Stay, she thought, and didn’t know if she was thinking it at Mika or herself.
The convulsions slowed. Then stopped.
Kagami became aware that she was on the floor—had not chosen the floor, had simply arrived there at some point, her back against the base of the couch. Mika lay above her, still, the rise and fall of her chest the only movement in the apartment.
She could not feel her hands. Or anything for that matter.
She sat with that for a moment. Not alarmed, exactly. Attentive. She had spent so much and the cold had gone so deep that the question of whether the spending was survivable was genuinely open, and she sat in the openness of it and waited to find out.
Slowly, feeling returned. First the palms, then the wrists. The cold receding the way cold receded. Leaving, not lifting, taking its time.
She looked at her hands. They were shaking. She had not allowed them to shake during the conversion. She allowed it now.
Above her, Mika breathed.
The breath was different. Kagami had heard a thousand human breathing patterns across eight centuries and she heard the difference immediately, something deeper in it, something slower, as though the body’s instructions had been rewritten at a fundamental level and were still propagating through. Whether that meant the conversion had taken, whether the structure had held or would hold, whether what Mika was now was what Kagami had been trying to make, she didn’t know. The machinery of analysis was there, waiting to be invoked. She didn’t invoke it.
She sat on the floor of Mika’s apartment with her shaking hands in her lap and looked at the running medal on the wall and the plant on the windowsill and she let the not-knowing be there without converting it into data.
It was the longest she had sat in not-knowing since Hana.
After a time she reached up and pressed two fingers to Mika’s wrist. The pulse was there. Strange in its rhythm, altered, neither what it had been nor what it needed to become. Suspended somewhere between.
Kagami recognized that. She had been suspended somewhere between for eight centuries.
She lowered Mika’s wrist carefully. Stayed on the floor.
The plant on the windowsill needed water. She could see that from here, the soil dry at the edges, the leaves beginning to say so. She noted it the way she noted everything. She did not know who would water it now.

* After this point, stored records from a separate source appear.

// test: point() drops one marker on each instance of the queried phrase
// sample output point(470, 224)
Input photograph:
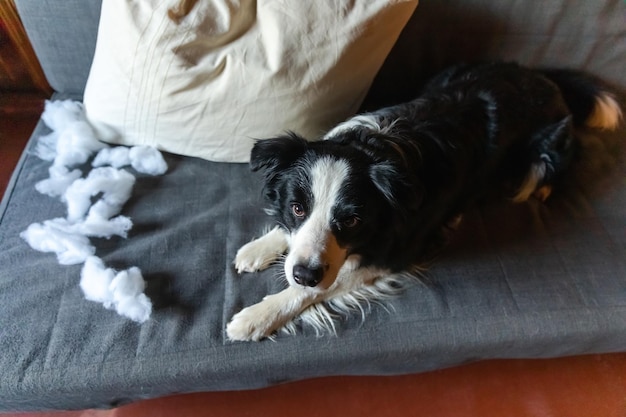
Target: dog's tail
point(589, 100)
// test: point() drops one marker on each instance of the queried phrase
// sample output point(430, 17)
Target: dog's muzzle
point(306, 276)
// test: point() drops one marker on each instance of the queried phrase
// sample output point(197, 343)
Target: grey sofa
point(518, 281)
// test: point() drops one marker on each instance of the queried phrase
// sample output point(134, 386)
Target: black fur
point(475, 129)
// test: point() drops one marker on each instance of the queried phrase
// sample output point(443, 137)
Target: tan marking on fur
point(606, 114)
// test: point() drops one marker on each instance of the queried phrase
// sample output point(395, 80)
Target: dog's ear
point(395, 187)
point(277, 152)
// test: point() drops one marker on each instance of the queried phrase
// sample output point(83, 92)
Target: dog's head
point(339, 205)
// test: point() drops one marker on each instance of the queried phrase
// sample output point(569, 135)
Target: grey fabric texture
point(517, 281)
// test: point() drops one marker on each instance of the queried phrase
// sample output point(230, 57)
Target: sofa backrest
point(587, 35)
point(63, 35)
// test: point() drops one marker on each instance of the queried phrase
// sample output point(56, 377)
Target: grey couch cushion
point(518, 281)
point(529, 280)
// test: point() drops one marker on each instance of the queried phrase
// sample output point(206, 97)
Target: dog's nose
point(308, 277)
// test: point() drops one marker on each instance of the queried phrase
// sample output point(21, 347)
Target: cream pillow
point(228, 72)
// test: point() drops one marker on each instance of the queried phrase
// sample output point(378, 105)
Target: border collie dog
point(355, 212)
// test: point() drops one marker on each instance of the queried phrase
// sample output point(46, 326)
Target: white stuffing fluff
point(115, 187)
point(70, 248)
point(144, 159)
point(116, 157)
point(147, 160)
point(94, 204)
point(122, 291)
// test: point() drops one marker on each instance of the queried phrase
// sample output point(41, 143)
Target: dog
point(356, 211)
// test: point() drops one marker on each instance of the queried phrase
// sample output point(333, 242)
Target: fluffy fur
point(357, 211)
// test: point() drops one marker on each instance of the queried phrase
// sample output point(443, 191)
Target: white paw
point(262, 252)
point(254, 256)
point(251, 324)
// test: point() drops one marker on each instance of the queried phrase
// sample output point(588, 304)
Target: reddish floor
point(583, 386)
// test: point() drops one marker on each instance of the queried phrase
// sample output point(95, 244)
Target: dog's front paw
point(253, 257)
point(262, 252)
point(250, 324)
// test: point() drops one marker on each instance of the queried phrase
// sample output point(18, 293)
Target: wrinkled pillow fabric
point(228, 72)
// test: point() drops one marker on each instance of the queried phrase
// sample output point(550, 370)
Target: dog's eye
point(298, 210)
point(351, 222)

Outside, Neo-Tokyo continued its normal pulse. The towers burned with neon. The hover-rails moved on their invisible currents. Sixty million heartbeats, and in one apartment on the fifth floor of a residential mid-rise in Shinjuku Ward, something that might have been a heartbeat and might have been the beginning of something else continued, uncertain of its own nature, and Kagami sat beside it in the dark and waited to find out what it was going to be.